Edward Rutherfurd is a pen name for Francis Edward Wintle (born 1948 in Salisbury, England) known primarily as a writer of epic historical novels. His debut novel Sarum set the pattern for his work with a ten-thousand year storyline... (wikipedia)

I myself was born beside a river - the Avon in Sarum. So when I first encountered New York's great harbor and the Hudson River as a teenager, and came to understand their historic canal and railroad links to the vast spaces of the Midwest, I felt both the thrill of a new adventure and a deep sense of homecoming.
For novelists, the imagination is everything. The trick is to guide one's imagination using research. I love using old maps. When I wrote my novels on London and New York, I found wonderful historical atlases. Paris has the most lavish maps of all.

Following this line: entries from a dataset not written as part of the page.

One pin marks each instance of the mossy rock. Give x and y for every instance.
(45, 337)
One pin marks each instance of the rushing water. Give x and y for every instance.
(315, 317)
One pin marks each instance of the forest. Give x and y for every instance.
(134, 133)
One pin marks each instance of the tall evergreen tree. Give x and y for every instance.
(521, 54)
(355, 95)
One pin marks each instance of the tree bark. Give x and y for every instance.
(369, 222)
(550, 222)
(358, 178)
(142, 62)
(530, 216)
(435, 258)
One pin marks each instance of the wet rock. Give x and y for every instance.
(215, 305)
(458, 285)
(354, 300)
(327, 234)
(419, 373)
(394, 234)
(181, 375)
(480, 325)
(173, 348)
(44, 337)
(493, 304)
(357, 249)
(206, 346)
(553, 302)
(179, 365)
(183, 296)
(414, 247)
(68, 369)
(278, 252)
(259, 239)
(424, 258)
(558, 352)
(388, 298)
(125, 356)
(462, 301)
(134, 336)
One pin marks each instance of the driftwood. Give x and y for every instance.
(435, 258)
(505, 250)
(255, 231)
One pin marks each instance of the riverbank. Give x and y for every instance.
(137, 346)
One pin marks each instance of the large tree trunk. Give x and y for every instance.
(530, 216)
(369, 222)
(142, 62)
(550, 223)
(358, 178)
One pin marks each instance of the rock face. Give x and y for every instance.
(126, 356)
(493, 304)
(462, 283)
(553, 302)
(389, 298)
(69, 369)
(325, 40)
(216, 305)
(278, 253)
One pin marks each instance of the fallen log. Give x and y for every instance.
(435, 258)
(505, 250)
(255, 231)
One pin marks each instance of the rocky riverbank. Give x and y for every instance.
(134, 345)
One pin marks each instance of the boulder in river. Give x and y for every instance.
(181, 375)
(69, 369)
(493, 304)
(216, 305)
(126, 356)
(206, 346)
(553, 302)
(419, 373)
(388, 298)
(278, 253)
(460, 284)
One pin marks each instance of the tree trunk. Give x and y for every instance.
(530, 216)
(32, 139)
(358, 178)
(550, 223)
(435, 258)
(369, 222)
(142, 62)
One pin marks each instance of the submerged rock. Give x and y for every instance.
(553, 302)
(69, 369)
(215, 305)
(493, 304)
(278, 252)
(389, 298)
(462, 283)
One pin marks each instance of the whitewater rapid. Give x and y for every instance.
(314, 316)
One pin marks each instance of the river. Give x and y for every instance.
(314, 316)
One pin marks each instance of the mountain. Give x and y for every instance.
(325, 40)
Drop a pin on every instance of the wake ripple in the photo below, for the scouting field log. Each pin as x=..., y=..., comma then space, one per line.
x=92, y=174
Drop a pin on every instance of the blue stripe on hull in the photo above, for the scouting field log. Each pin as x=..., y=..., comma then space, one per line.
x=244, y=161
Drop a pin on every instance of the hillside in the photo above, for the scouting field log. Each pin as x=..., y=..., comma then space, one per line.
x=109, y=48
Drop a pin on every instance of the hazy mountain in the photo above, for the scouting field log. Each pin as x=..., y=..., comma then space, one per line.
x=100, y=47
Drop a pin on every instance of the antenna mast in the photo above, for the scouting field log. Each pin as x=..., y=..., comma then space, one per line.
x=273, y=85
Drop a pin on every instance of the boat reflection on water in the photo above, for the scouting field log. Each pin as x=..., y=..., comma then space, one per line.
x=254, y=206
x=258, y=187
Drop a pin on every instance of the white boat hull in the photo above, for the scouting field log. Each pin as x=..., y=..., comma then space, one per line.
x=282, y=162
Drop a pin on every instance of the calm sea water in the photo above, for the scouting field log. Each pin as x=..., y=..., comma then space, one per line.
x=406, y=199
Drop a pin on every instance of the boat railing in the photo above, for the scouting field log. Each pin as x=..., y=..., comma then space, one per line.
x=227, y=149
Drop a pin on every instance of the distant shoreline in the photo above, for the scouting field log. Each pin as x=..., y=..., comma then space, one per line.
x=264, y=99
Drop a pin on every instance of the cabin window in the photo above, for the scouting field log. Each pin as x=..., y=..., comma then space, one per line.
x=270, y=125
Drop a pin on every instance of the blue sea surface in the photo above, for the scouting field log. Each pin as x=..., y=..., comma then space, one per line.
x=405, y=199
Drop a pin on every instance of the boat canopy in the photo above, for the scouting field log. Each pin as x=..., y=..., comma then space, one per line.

I descend from both Philadelphia Quakers and Carolina colonists whose families were separated by the Revolutionary War. That helped give me insight into the agony of Patriots who, until the British government denied their claims, had always, like Ben Franklin himself, thought of themselves as free-born Englishmen.
For centuries my father's family lived on Britain's biggest tidal river, the Severn, on which there was a huge trade with the interior, and through the Port of Bristol with America.
All of my career has been an attempt to educate myself and get paid for it.